The digital CyberCemetery within the University of North Texas Libraries serves as a permanent public archive that provides access to websites of defunct U.S. federal government agencies, usually after they issue their final report. The cemetery - let's just say "archive," shall we? - provides an excellent tool for researchers and others curious about the workings of government past and present.

Documents and other web records of bygone federal government agencies and commissions live on in the CyberCemetery, which can be browsed by agency name or searched. The websites of available agencies and commissions are reproduced in full, complete with internal pages and links.

The first steps toward an archive of decommissioned federal agencies began in 1997 during discussions between UNT Libraries and the U.S. Government Printing Office and included the complete preservation of the website of the U.S. Advisory Commission on Intergovernmental Relations. This particular commission was chosen for trial archiving due to its at-risk status and its static content, which would keep the costs of preservation low, according to Starr Hoffman, head of the Government Documents Department at the University of North Texas Libraries. 

Hoffman has taught training classes to government workers - primarily researchers for the Congressional Research Service at the Library of Congress - that covered the "development and background of CyberCemetery, showed highlights of the content, and gave sample searches showing how to find information," she said.

Early discussions about an archive took place back in1995 after the GPO published its strategic plan, which emphasized a need for federal agencies to save their born-digital content.

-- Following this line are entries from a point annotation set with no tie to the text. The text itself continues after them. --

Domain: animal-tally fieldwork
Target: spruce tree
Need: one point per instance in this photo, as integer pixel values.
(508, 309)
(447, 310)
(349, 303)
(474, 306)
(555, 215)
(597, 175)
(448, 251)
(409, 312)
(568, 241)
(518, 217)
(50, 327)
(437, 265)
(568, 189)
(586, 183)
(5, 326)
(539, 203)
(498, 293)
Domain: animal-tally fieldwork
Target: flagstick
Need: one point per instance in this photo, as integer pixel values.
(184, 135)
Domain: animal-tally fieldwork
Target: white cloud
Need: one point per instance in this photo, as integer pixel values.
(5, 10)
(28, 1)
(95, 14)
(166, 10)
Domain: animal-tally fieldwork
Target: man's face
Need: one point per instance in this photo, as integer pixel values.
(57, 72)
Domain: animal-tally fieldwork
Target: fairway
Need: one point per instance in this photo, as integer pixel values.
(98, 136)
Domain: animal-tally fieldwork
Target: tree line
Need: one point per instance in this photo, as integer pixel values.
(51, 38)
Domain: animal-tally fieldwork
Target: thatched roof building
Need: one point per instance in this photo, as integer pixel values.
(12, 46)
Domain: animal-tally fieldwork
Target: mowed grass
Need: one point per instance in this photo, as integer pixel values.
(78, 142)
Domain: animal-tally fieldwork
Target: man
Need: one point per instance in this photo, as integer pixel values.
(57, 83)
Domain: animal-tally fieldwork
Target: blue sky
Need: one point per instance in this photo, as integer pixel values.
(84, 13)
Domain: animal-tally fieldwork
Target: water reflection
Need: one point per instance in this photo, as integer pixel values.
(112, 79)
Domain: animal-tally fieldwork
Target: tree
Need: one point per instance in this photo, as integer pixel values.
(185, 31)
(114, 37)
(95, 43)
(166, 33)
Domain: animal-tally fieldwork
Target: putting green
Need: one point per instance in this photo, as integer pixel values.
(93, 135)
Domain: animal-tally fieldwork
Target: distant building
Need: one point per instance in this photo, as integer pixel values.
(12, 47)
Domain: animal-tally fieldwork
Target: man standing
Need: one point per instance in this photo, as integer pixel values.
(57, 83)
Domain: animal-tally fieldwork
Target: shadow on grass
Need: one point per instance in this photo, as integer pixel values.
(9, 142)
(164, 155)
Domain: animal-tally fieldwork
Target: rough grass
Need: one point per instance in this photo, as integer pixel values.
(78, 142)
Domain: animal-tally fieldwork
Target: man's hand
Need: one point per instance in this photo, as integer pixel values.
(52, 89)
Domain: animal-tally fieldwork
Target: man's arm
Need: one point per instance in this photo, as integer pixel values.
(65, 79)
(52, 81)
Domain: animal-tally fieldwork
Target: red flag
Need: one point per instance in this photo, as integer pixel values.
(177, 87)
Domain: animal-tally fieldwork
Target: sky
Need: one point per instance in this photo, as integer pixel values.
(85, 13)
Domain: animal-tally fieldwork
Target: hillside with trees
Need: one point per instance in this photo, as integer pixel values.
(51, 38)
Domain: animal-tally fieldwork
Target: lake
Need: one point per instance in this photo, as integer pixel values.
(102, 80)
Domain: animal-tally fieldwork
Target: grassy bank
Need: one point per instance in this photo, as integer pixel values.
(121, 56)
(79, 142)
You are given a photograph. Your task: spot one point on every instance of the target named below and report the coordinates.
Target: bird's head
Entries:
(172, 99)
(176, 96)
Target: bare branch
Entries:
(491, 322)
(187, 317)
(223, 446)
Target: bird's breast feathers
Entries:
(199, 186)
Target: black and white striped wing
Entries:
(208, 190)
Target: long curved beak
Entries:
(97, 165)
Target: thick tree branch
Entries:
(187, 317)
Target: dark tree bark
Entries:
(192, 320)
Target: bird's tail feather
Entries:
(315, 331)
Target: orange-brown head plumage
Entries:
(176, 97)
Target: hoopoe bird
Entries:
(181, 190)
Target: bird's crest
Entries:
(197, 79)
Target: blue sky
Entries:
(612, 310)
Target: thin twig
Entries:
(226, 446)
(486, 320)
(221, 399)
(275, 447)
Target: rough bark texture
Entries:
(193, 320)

The GPO was concerned about both information published only on the web, with no print version, and the full websites themselves, especially for temporary Commissions that would be dissolved. Also included in GPO's plan was the immediate formulation of a partnership between UNT Libraries and the GPO, expanded to include the National Archives and Records Administration (NARA) in 2006, as part of the Federal Library Depository Program.

In 1999 the original 1997 agreement concerning the formulation and scope of the website archive was expanded to include "all defunct federal agency websites," and was renamed CyberCemetery.

 

 

According to Hoffman, one of the primary uses of CyberCemetery is as a historic record of agencies and commissions that no longer operate. One of the most popular archives in the CyberCemetery is the website of the 9/11 Commission, officially known as the National Commission on Terrorist Attacks Upon the United States. The 9/11 Commission's entire report on the 9/11 attacks is available as a free, downloadable PDF, and is the most downloaded file on the entire site, according to Hoffman. The archive also contains video and audio recordings from Commission hearings, "a rich source of primary information on the events and aftermath of September 11, 2001," said Hoffman.

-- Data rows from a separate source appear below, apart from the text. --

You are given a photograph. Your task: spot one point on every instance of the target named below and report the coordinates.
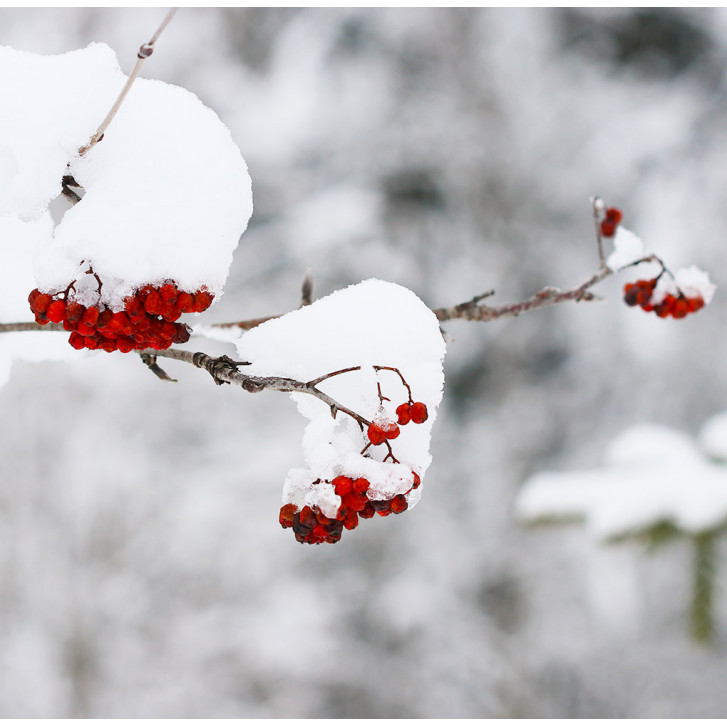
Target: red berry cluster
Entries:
(311, 526)
(611, 221)
(381, 430)
(148, 319)
(677, 306)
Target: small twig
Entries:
(66, 183)
(144, 52)
(30, 326)
(224, 370)
(598, 208)
(151, 361)
(306, 289)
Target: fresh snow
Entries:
(167, 193)
(370, 324)
(627, 249)
(652, 475)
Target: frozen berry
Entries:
(418, 412)
(287, 514)
(399, 504)
(56, 311)
(376, 434)
(342, 485)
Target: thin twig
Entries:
(225, 371)
(306, 289)
(546, 297)
(145, 51)
(30, 326)
(598, 208)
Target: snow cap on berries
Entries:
(695, 283)
(167, 193)
(627, 249)
(372, 324)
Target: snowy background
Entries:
(143, 572)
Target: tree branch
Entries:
(144, 52)
(225, 371)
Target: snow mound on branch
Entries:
(692, 282)
(654, 475)
(167, 193)
(627, 249)
(373, 323)
(52, 105)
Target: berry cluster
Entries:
(381, 429)
(148, 319)
(611, 221)
(677, 306)
(311, 526)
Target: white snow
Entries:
(167, 193)
(653, 475)
(167, 197)
(370, 324)
(51, 107)
(627, 249)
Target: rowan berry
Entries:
(376, 434)
(361, 486)
(399, 504)
(342, 485)
(287, 514)
(367, 511)
(56, 311)
(403, 414)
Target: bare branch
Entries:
(225, 371)
(145, 51)
(30, 326)
(546, 297)
(306, 289)
(151, 361)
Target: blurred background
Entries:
(143, 572)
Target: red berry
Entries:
(104, 319)
(185, 301)
(90, 316)
(56, 311)
(308, 518)
(354, 502)
(680, 308)
(39, 302)
(367, 511)
(74, 311)
(168, 293)
(76, 340)
(342, 485)
(202, 301)
(614, 214)
(350, 520)
(608, 228)
(153, 303)
(403, 413)
(361, 486)
(287, 513)
(376, 434)
(419, 413)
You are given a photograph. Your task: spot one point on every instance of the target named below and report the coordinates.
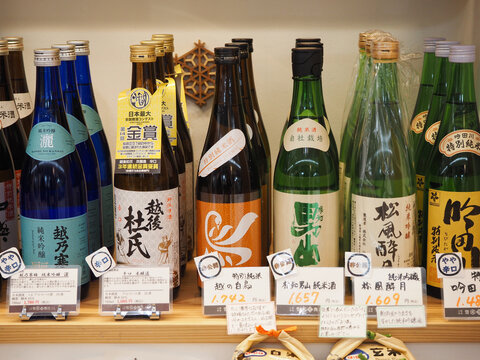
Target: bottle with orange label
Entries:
(453, 178)
(228, 193)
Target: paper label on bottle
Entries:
(8, 113)
(8, 215)
(233, 230)
(23, 101)
(147, 230)
(49, 141)
(222, 151)
(453, 226)
(92, 119)
(169, 108)
(77, 129)
(107, 215)
(432, 132)
(56, 242)
(418, 122)
(306, 133)
(139, 133)
(307, 224)
(460, 141)
(384, 227)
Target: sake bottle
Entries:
(97, 134)
(425, 93)
(424, 147)
(146, 202)
(23, 100)
(306, 188)
(53, 200)
(383, 178)
(228, 192)
(83, 143)
(453, 177)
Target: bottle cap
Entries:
(142, 53)
(442, 48)
(46, 57)
(82, 47)
(307, 61)
(462, 54)
(15, 43)
(67, 51)
(227, 55)
(249, 41)
(243, 47)
(430, 42)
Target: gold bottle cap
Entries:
(159, 47)
(82, 47)
(67, 51)
(15, 43)
(142, 53)
(46, 57)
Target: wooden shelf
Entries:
(186, 324)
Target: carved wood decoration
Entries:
(199, 67)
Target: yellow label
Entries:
(139, 132)
(183, 101)
(453, 226)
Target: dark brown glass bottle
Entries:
(138, 193)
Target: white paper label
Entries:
(236, 285)
(136, 289)
(302, 293)
(43, 290)
(308, 225)
(401, 317)
(306, 133)
(385, 228)
(222, 151)
(347, 321)
(244, 318)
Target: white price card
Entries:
(235, 286)
(45, 290)
(390, 287)
(401, 317)
(244, 318)
(302, 293)
(135, 289)
(461, 297)
(343, 321)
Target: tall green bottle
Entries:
(383, 179)
(425, 92)
(453, 177)
(306, 188)
(425, 147)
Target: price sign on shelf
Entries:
(234, 286)
(302, 293)
(389, 287)
(461, 296)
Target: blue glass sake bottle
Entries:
(97, 134)
(53, 200)
(83, 143)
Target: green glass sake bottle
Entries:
(306, 188)
(383, 179)
(453, 178)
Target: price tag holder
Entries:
(244, 318)
(235, 285)
(461, 296)
(45, 291)
(301, 294)
(343, 321)
(135, 291)
(390, 287)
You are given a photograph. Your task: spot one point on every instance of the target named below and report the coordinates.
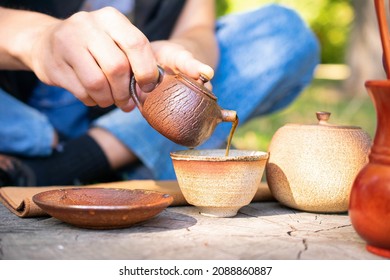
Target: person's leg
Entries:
(268, 56)
(29, 154)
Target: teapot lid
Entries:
(323, 117)
(199, 87)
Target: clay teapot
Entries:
(311, 167)
(181, 109)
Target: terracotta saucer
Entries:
(102, 208)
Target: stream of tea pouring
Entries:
(205, 79)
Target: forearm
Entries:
(18, 30)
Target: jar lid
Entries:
(323, 117)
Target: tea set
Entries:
(317, 167)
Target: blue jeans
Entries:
(268, 56)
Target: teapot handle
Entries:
(133, 90)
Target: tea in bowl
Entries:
(217, 184)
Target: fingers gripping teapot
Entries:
(181, 109)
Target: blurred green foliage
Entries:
(331, 20)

Other archives of note in the CyberCemetery are those of the space shuttle Columbia Accident Investigation Board from 2003, the National Bioethics Advisory Commission from 2001, and the United States Information Agency, which is archived by the University of Illinois at Chicago.

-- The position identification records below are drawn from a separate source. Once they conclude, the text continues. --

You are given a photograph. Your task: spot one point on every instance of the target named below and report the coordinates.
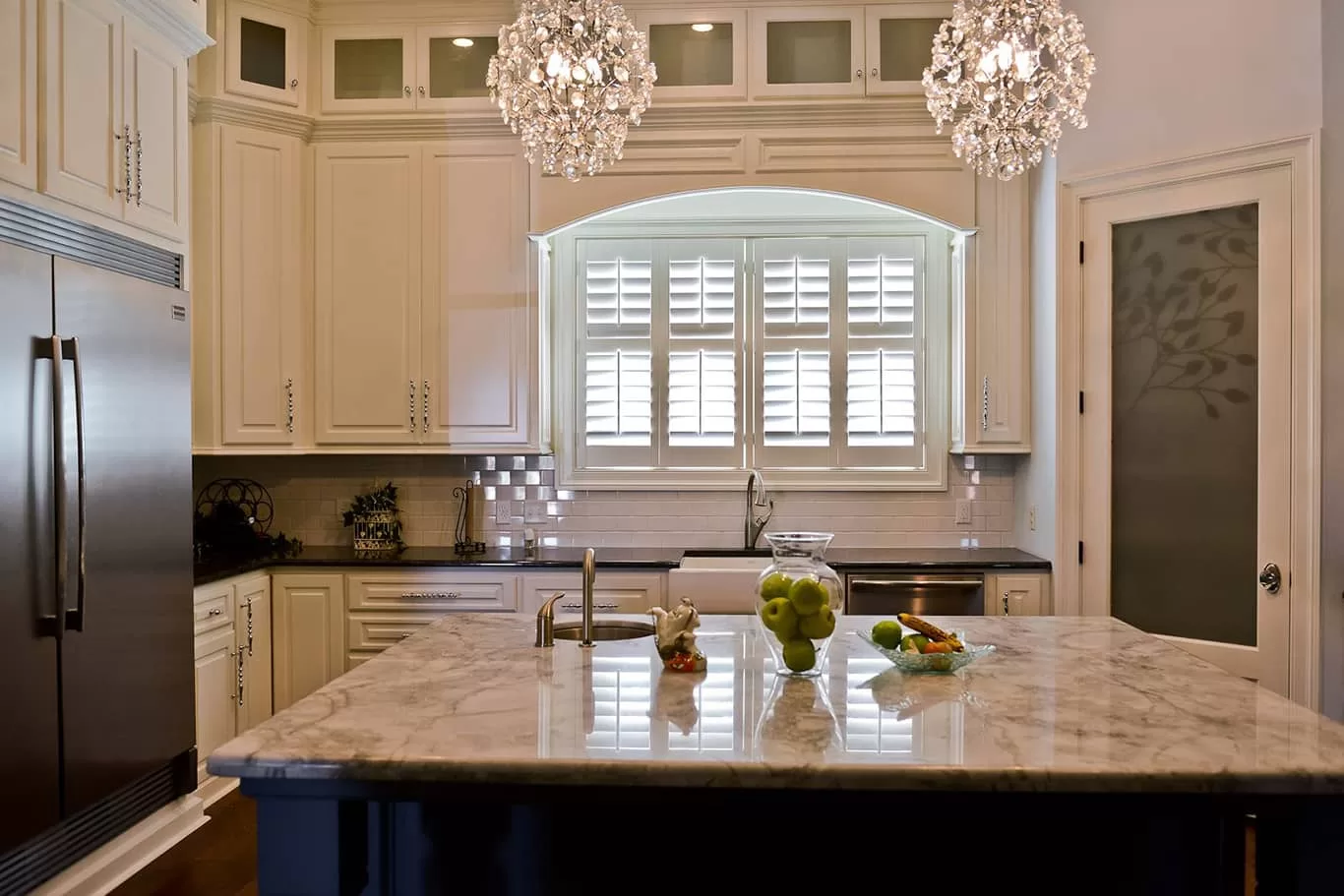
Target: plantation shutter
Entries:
(614, 292)
(703, 283)
(884, 332)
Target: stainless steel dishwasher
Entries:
(886, 594)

You don't have to be a professional government researcher to benefit from these online archives. Anyone doing a paper on the Child Online Protection Act of 2000 would certainly have interest in the COPA Commission's website, which the Act established, but since that website no longer exists, without CyberCemetery, there would be no easy way to access the information once available on the Commission's website.

Searching the archive is simple: either browse by agency name or retirement date, or enter search terms at the CyberCemetery site. Web users can also access the archive via the USA.gov search engine, the Google U.S. Government Search, or NARA's website.

The list of roughly 50 websites archived in the CyberCemetery hints at the massive task the federal government faces in preserving and keeping accessible all of the non-classified .gov and .mil websites. Links from the North Texas Libraries site point to other web archives such as the 2004 Presidential Term Web Harvest operated by the National Archives, the Clinton White House websites run by the Clinton Presidential Library and other collections by the Univ. of Illinois at Chicago.